Shocking! 70% tiger deaths have occurred within 'protected areas'
According to data compiled by NTCA, of the 567 tiger deaths recorded, 407 have been in the protected tiger reserves while the remaining 161 were in the territorial range jurisdiction
All the talk about conservation of tigers is just that: talk. Data compiled by the National Tiger Conservation Authority on tiger deaths across the country has uncovered some shocking statistics that put a question mark on the security apparatus of the so-called 'protected areas' (PAs) or tiger reserves.
Also read: Missing tiger Srinivas found electrocuted
Even as there have been 567 tiger deaths in the last eight years, 407 of them have occurred within the PA boundaries, while the other 161 were outside of these marked locations.
A trend emerges
The NTCA is a statutory body under the ministry of environment and forests and the data for tiger deaths was published on the body's official website Tigernet.
Soon after the death of tiger Srinivas (UK T-10), a viral message suggested that the forest department couldn't be blamed for his death outside the PAs as it is not its jurisdiction; however, the emergent data belies that idea.

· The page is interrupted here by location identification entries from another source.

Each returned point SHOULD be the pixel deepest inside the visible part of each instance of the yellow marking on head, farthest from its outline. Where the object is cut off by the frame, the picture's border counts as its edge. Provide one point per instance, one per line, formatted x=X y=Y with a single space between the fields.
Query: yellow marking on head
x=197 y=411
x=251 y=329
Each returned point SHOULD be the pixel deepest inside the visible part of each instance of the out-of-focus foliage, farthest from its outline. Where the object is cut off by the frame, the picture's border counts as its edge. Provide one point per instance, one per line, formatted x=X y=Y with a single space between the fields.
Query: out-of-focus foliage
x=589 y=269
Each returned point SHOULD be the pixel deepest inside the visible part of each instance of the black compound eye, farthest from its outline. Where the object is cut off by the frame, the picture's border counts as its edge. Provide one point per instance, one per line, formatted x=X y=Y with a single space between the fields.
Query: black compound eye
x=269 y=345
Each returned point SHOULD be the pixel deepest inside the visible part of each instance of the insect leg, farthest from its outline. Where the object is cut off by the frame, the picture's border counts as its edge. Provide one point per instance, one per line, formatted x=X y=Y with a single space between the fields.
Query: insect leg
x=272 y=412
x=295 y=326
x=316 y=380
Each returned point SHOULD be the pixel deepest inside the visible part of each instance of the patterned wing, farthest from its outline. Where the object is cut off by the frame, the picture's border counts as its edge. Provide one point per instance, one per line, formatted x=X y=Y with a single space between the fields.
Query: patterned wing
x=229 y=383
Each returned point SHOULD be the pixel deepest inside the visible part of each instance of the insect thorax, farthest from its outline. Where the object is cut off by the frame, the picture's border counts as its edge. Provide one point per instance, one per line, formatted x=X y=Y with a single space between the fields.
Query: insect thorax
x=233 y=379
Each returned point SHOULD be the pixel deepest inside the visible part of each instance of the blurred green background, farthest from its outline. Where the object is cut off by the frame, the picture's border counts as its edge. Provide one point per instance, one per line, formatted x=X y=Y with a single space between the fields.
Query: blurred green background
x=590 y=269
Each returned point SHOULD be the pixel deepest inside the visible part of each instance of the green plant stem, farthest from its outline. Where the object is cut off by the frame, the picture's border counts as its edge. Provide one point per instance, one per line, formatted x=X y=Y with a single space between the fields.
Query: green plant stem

The maximum tiger deaths (407) over the last eight years - between 2009 to April 30, 2017 - have occurred in the PAs.
However, wildlife experts now feel that the need of the hour is to increase vigilance and patrolling outside the PAs, or the area that comes under the jurisdiction of territorial range of the department.
"As per NTCA data, there have been 35 tigers deaths this year till date across the country, wherein 18 tigers died inside protected areas and 17 outside, which amounts to an almost equal percentage death ratio. The forest department team cannot keep passing the buck to the territorial range or indulge in a blame game, because the ultimate aim is to protect the tiger," said researcher, naturalist and conservation photographer Rajesh Sanap.
Numbers tell a tale
If we compare the 2017 (January to April) tiger deaths to those in the same period last year, the number from last year's 40 has dropped to 36 this year. Meanwhile, last year, Maharashtra saw the death of 15 tigers in the entire year, whereas in the last four months, the state has already lost six - three inside tiger reserves and three outside.
Even isolating the deaths in Maharashtra between the last eight years, there were a total of 79 tiger deaths, 44 inside reserves and 35 outside, an almost even spread, making the need for protection of all areas an immediate need of the hour.
Wildlife conservationist Kedar Gore, director of the Corbett Foundation, said, "The rate at which the tiger mortality is taking place across the country is a matter of concern. It's high time that the wildlife wing and the territorial wing work in proper coordination with each other, because there are many tigers that stay outside tiger reserves and they are the ones who are more vulnerable. Only then can we bring down the mortality because of poaching, electrocution and other such factors."
"Tigers don't understand the difference between forests under wildlife wing and territorial division. Tiger conservation is a collective responsibility of the forest department, irrespective of departmentalisation," he added.